А на партах вместо звонкоголосых шакирдларнинт (учеников) расселись сан-ташские аульчане: степенные отцы семейств с изысканно козлиными бородками, дряхлые яшули (старики), бороды которых торчали нерасчесанными прядями хлопка, и не нажившая еще бород молодежь. Но женщин, кроме Джемаль, не было.

При появлении «большого человека» Мухамеда и «победителя воды» Семена Кузьмича, аульчане прервали свои тихие беседы — о хлопке, о ценах последнего базара, о лучшем скакуне района, и о том, что проклятый Шалтай-Батырь где-то близко волком кружит в песках, а его джасусны (шпион) Канлы-Баш все еще не покинул пределы Сан-Таша.

Собрание началось. Повестка дня была очень странной. Для начала аульчане дружно принялись откашливаться, словно решили петь хором, а затем вперебой, мешая друг другу, ударились в жалобы

Жалобы мужика?.. Ну конечно, не хватает воды, тяжел хошар, почему в Сан-Таше до сих пор не проведен ер-су-ислахат (земельно-водная реформа)?[14]

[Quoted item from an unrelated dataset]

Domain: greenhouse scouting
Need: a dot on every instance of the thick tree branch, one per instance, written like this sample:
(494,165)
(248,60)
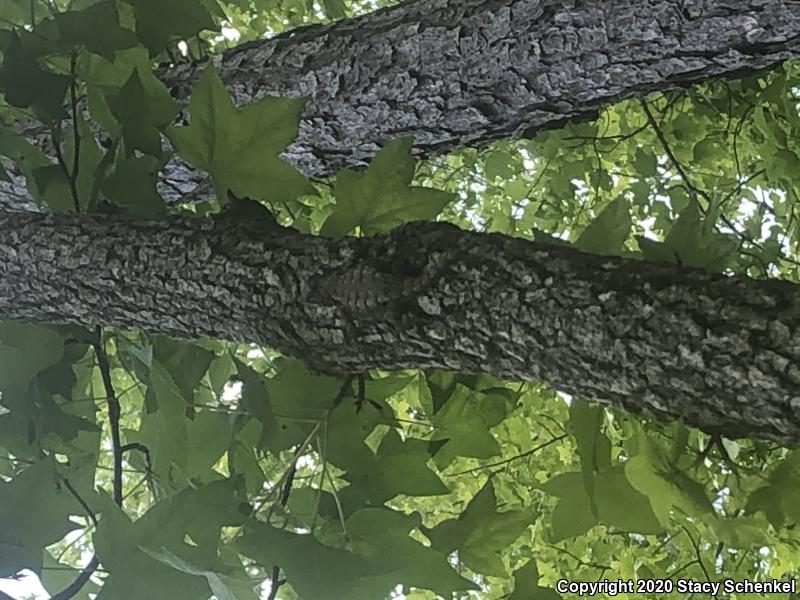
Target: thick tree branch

Те, что не вместились в кибитку-школу, кричали с улицы:

— При ханах говорили — «через поместье богача проходит река, через поле бедняка — дорога»! При советско-декханской власти этого не должно быть, уртакляр!

— Правильно, не должна!

— Давай нам воду!

Обалдевший от криков раис, отчаявшись зафиксировать «прения», зажал карандаш в зубы и обеими руками вытирал пот с лица. А крики бушевали, забирали силу и ярость как раздуваемый ветром костер.

— Давай воду!

— Хлопок сохнет!

— Гибель нам!

— Сжечь узбекские чигири!

— Бей узбеков!

Раис оглядывался испуганно и дико, как соструненный волк.

И вдруг:

— Довольно, аульчане! Стыдитесь!

Это крикнул аульный учитель Мухамед Ораз-Бердыев. Декхане смолкли и как по команде повернули головы в сторону «большого человека».

— Стыдитесь, аульчане! — повторил Мухамед. — Кого вы хотите бить? Узбеков, таких же трудящихся, как и вы? А помните завет великого Ленина: «Кто трудится, тот и пьет воду из Хазавата». Узбеки имеют право на хазаватскую воду, да, имеют! Вы собираетесь пролить братскую кровь, как лилась она в те черные, проклятые времена, когда народ туркменский был поделен между тремя деспотами: русским царем, бухарским эмиром и хивинским ханом. Не слушайте тех, кто подбивает вас на это. Ждать спасенья от волков — дело полоумных! А подстрекателей арестовывайте и сдавайте либо в милицию, либо в аул-совет.

— Коп якши! Шундай яхши булмас![15] — прервал вдруг речь Мухамеда чей-то громкий резкий выкрик.

— Ну и смел, пострел! — удивился Семен Кузьмич, поняв наконец, что это крикнул Канлы-Баш. — Не побоялся явиться на собрание, да еще и издевается!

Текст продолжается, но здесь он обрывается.